Chapter 44

114 17 60
                                    

JAMES

Click. Click. Click.

Comforting pastel splashed against the walls instead of blood-stained flames. The more he watched the cheesy rom-com, the less he thought of the cracking tree. It never left in full, but if he focused on another, golden filled voice, he could drown out the white noise.

Sleep proved a different story.

His dreams painted gruesome details of the what ifs, the hows. His imagination proved his worst enemy against time's wicked wiles. He sat in darkness and his grip on life faltered with painful, smoke-inhaled breath.

No more promise. No more goals.

He picked up his datacam and no longer experienced the joy of a captured moment. He wrote words and experienced flatlining beats. His heart no longer thrummed with possibility.

In a bed not his own, he wasted to nothing.

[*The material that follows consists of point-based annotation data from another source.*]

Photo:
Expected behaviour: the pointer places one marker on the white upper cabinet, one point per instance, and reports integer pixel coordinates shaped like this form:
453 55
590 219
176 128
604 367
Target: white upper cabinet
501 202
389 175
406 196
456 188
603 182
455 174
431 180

He sighed when the next rom-com ended and he flicked to the next one on the list. Unsure of how many he had watched and repeated — better than slipping into Starcross matches; better than mulling over the past he couldn't return to no matter how much he longed for it.

Another tear slipped down his cheek as he forced himself against the pillows. Why hasn't she come up with my Medis? Time unpredicted, his heart hammered at worsening possibilities, and shots of ember panic jolted him to his feet at the oddity to the daily occurrences. Out of bed, weakness swirled in his knees, right into his lungs when he opened the door.

He put an ear against the walls. Voices downstairs stirred him into action. One hand to steady himself, he crept for the stairway. Back against his failing support, he waited and listened for information. He dared not hope for a different truth.

Fire scalded his skin.

"We searched the entire area around Roxton after the Eastpoint attack," a robotic voice said, and James tilted around the corner, where Mrs. Falae and a masked Elite stood in the foyer, arms crossed. "We couldn't find Rayan Falae."

James sank to his knees and stifled a groan at autumn's endless disappearance. An autumn he should've stayed in. An urge to punch the floor swallowed his knuckles, but he listened.

"Is there anything else?" Mrs. Falae asked, unfazed by anything the universe threw at her. "What of the reports of Insurgent smuggling operations?"

"There is," the Elite said. "I found something on the road between Eastpoint and Roxton." Crimson eyes unfeeling, frozen in calm time, a shot of envy coursed through him when he held out a small bag. James pursed his lips when Mrs. Falae searched through the bag, unable to listen to much else except the conversation on the first floor. "About that intel, the First Insurgency was using nearby routes to Kalto. Do you wish for us to send in a buster squad?"

Mrs. Falae's lack of an answer tugged him around the corner, where a broken tracker sat in her palm. The Elite waited with no sign of impatience or inconvenience. Nothing more than a statue, unaffected by the world around them. Mrs. Falae brought out her datapad with another glance at the shattered tracker.

"No," she said. "I'll do it myself after I've done basic training with the new Elite intake. What I want you and your team to do is keep eyes out between Roxton and Kalto." Her fingers wrapped around the broken tracker while steel filled her expression with nary a crack. "... my son is alive, Maror, and I want him found, but I don't want to spook him on the off chance the First Insurgency has him. Find him."

Rayan's... alive?

It swelled through his heart and brought the flaming pain to crush his chest.